Differentiation of human neural stem cells into neural networks on graphene nanogrids.

Abstract

Graphene nanogrids (crossed graphene nanoribbons synthesized by the oxidative unzipping of multi-walled carbon nanotubes) on a SiO2 matrix containing TiO2 nanoparticles (NPs) were applied as a photocatalytic stimulator in the accelerated differentiation of human neural stem cells (hNSCs) into two-dimensional neural networks. The hydrophilic graphene nanogrids exhibited patterned proliferations of hNSCs (consistent with patterns of the nanogrids), in contrast with the usual random growths occurring on quartz substrates.
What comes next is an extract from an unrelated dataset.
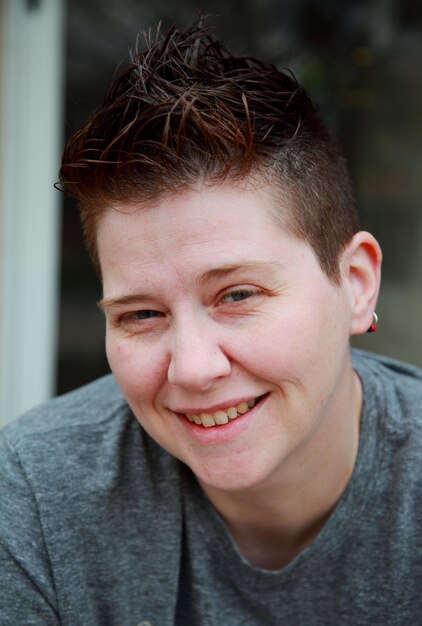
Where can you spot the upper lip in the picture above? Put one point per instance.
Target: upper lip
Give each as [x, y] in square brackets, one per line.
[221, 406]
The number of cell nuclei differentiated on reduced graphene oxide nanoribbon (rGONR) grid/TiO2 NPs/SiO2 increased ∼5.9 and 26.8 fold compared to the number of cells on quartz substrates, after three weeks of differentiation, in the dark and under photo stimulation, respectively. The stimulation, originated by the injection of photoexcited electrons from the TiO2 NPs into the cells on the nanogrids, also resulted in changing the number of differentiated neurons and glial cells in the patterned neural network by factors of ∼1.8 and 0.17, respectively. A higher differentiation on the rGONR grids than rGO sheets was assigned to the physical stress induced by the surface topographic features of the nanogrids. The current-voltage properties of the neural networks differentiated on the electrically disconnected rGONR grids demonstrated effective cell-to-cell and cell-to-rGONR couplings after three weeks of the stimulated differentiation.